Prof. Dr. Dr. h.c. mult. Franz Durst (FMP TECHNOLOGY GMBH) studied Aeronautical Engineering at the Technical University of Stuttgart, Germany, and Process Engineering at the Imperial College of Science and Technology in London, England. He graduated from Imperial College at London University and received his doctor’s degree in 1972 (Ph.D.). In 1972, he returned to Germany and worked as subproject leader of various research projects at the Collaborative Research Center 80 at the University of Karlsruhe for ten years. Prof. Durst was offered a C3 professorship for Fluid Mechanics at the University of Karlsruhe in 1978 and was appointed chair of the Institute of Fluid Mechanics at the University of Erlangen-Nuremberg in 1982. He developed this institute into one of the most important institutes for fluid mechanics on a national and international level. During his active time at the University of Erlangen-Nuremberg he worked at several universities abroad. He has been awarded many prizes for his research work and, at present, is member of four academies, among them the Bavarian Academy of Sciences and the Royal Academy of Engineering. In 2006, Prof. Durst retired from the University of Erlangen-Nuremberg and founded the company FMP TECHNOLOGY GMBH, whose CEO and shareholder he had been. This company is involved in coating and drying technologies.

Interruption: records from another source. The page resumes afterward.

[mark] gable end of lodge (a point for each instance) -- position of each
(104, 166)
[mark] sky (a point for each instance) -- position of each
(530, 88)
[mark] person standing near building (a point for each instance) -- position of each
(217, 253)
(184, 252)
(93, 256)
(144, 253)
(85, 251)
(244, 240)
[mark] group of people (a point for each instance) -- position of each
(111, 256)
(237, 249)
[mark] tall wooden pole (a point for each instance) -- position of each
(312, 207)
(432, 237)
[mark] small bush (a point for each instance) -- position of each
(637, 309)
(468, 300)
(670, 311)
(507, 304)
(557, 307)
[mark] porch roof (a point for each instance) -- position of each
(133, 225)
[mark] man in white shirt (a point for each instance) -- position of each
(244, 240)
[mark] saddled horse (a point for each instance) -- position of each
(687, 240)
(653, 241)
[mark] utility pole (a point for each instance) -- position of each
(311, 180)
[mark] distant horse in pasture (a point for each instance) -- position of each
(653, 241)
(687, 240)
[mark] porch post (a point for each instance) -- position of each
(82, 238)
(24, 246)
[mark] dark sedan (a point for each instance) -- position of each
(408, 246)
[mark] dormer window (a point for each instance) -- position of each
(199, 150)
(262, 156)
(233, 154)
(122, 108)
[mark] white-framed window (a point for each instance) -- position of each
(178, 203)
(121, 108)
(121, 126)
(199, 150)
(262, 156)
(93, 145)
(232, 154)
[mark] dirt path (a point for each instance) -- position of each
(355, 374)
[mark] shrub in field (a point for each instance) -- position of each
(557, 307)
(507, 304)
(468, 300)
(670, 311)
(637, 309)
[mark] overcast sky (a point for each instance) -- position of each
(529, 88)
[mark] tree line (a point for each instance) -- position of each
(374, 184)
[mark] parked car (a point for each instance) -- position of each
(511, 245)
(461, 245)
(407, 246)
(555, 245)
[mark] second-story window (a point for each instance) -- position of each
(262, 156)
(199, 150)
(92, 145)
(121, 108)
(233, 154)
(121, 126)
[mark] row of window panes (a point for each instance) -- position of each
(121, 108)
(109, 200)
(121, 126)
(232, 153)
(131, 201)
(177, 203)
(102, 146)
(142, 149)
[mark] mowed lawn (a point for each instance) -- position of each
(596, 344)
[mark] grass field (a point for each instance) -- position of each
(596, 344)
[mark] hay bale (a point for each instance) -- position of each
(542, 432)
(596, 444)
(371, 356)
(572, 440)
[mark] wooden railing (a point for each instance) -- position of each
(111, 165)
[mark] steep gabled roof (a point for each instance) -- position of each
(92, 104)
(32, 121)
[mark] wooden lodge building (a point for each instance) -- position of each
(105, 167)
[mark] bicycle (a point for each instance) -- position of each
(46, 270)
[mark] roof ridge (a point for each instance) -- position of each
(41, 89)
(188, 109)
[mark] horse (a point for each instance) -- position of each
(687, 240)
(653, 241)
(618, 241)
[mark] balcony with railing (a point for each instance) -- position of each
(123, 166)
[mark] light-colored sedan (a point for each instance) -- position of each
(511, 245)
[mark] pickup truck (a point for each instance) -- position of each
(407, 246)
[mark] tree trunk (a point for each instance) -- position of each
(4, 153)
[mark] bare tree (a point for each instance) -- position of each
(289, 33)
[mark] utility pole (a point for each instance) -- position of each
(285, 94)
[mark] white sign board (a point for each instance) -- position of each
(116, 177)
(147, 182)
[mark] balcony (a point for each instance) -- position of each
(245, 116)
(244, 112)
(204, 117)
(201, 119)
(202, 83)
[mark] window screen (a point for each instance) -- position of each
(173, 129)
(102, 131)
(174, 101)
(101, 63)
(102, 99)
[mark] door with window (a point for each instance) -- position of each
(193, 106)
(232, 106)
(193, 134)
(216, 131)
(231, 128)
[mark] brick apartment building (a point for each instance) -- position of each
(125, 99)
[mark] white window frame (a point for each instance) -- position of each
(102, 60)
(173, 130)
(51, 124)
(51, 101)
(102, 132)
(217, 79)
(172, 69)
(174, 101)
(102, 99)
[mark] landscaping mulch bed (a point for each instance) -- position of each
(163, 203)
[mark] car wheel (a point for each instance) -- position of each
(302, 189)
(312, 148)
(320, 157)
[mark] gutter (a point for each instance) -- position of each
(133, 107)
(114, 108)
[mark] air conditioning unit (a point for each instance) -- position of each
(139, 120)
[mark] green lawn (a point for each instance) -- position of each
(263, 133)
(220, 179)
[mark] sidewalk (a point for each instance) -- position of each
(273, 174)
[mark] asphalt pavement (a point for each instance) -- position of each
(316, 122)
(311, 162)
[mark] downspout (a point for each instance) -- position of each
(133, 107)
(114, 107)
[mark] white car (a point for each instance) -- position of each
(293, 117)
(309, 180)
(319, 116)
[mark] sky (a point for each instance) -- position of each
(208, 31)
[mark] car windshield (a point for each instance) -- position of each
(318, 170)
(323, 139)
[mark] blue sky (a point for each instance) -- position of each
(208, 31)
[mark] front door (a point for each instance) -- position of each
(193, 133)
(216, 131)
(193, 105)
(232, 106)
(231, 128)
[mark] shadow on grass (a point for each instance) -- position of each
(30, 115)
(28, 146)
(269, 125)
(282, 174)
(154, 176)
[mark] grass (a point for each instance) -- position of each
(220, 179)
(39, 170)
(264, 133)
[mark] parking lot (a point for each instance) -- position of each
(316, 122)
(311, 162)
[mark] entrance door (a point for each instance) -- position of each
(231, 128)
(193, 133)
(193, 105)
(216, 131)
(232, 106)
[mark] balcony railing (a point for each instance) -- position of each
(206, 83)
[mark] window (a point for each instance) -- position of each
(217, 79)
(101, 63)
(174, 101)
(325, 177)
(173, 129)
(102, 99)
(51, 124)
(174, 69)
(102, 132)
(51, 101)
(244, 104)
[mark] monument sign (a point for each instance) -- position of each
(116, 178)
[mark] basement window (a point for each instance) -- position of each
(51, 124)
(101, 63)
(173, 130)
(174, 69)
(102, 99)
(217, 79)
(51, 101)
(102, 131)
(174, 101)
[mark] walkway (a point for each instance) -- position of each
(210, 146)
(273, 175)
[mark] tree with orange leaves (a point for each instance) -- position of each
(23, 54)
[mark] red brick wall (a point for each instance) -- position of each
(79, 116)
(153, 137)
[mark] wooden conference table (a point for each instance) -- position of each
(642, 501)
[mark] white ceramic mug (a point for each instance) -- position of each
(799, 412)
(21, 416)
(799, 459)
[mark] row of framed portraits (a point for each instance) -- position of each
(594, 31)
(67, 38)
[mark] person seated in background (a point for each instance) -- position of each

1. FMP Technology commenced its journey almost a decade back; it has branched into diverse sectors of application. How was this expansion materialized?

FMP Technology is a start-up with its origin in the Institute of Fluid Mechanics of the University of Erlangen-Nurnberg in Germany. FMP took up its activities in 2006. The company works in the fields of coating and drying of thin liquid films on substrates of different materials. Roll-to-roll equipment is sold, but also sheet-to-sheet coating and drying facilities are within the product range of the company.

The business of the company has been based on extensive research and development work in the fields of coating and diffusion optimized convection drying, hence the work of FMP has a sound theoretical basis.

2. How did it feel to be awarded the “Bavarian Founder Award” for being the outstanding entrepreneur in Bavaria? Does this set the bar at a prominent standard for your future plans?

The continuing development of diverse products by FMP attracted considerable attention in the coating and drying community. Franconian, Bavarian and German company start-up awards were received by FMP Technology in the years 2010 and 2011. Additional awards were also received and this made clear that the developed company products were considered to be not only innovative, but also of commercial interest.

3. What are FMP Technology’s contributions to the pulp and paper industry?

The slot dies of FMP Technology have been designed and built to work in various fields where coating and drying of thin liquid films are of interest, among them the paper industry. FMP slot dies have a special feature, namely that the coating of thin films is independent of viscosity and mass flow, i.e. the gross web thickness distribution of the film is not dependent on the fluid viscosity and the fluid mass flow. Hence, the slot die can be used in different fields of coating. The company has focused on the coating of paper, foils, textiles, lithium ion batteries, etc. Its entry to a greater extent into the paper industry is limited owing to the investment required to set up demonstration coating facilities, but such demonstrations in the paper industry are currently being developed.

The energy consumption of the paper industry is very high and, although it has been reduced tremendously over the last few decades. Further, reductions will be possible only if new paper drying techniques are introduced. Such technology has been developed by FMP and reported in recent publications. The drying technique is referred to as “diffusion-optimized convection drying”, yielding reductions of the thermal energy of about 50% and more. This has been proven in the meantime.